Incus export container with a snapshot not working: "structure needs cleaning"

Hello,

we have one container that we try to take a snapshot and then export.
It is not working, like ext4 FS of the snapshot is having problems.
We tried many times (with the container running and stopped).

Below are the commands and the error we are getting.

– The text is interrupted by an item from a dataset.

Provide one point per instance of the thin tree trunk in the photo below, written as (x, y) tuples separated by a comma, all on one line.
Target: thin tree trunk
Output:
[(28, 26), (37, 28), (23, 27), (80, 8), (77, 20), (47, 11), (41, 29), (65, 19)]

incus snapshot create CONTAINERNAME snapforbackup

incus export CONTAINERNAME /mnt/foo/CONTAINERNAME.tar --compression=none
Error: Create backup: Backup create: Failed to mount LVM snapshot volume: Failed to mount "/dev/default/containers_CONTAINERNAME-snapforbackup" on "/var/lib/incus/storage-pools/default/containers-snapshots/CONTAINERNAME/snapforbackup" using "ext4": structure needs cleaning

If we look at dmesg output while the incus export is running, we see many messages like those below:

kernel: EXT4-fs (dm-7): recovery complete
kernel: EXT4-fs error (device dm-7): ext4_mark_recovery_complete:6249: comm incusd: Orphan file not empty on read-only fs.
kernel: EXT4-fs (dm-7): mount failed
kernel: EXT4-fs (dm-7): write access unavailable, skipping orphan cleanup
kernel: EXT4-fs (dm-7): recovery complete
kernel: EXT4-fs error (device dm-7): ext4_mark_recovery_complete:6249: comm incusd: Orphan file not empty on read-only fs.
kernel: EXT4-fs (dm-7): mount failed
kernel: EXT4-fs (dm-7): write access unavailable, skipping orphan cleanup
kernel: EXT4-fs (dm-7): recovery complete
kernel: EXT4-fs error (device dm-7): ext4_mark_recovery_complete:6249: comm incusd: Orphan file not empty on read-only fs.
kernel: EXT4-fs (dm-7): mount failed

We are using LVM storage.

Is this something known?
Any ideas on how to fix this?

Thank you very much.

This looks like an issue with your LV or underlying disk.
First you’ll want to make sure that your VG still has some space available as it running out of space could cause issues like those.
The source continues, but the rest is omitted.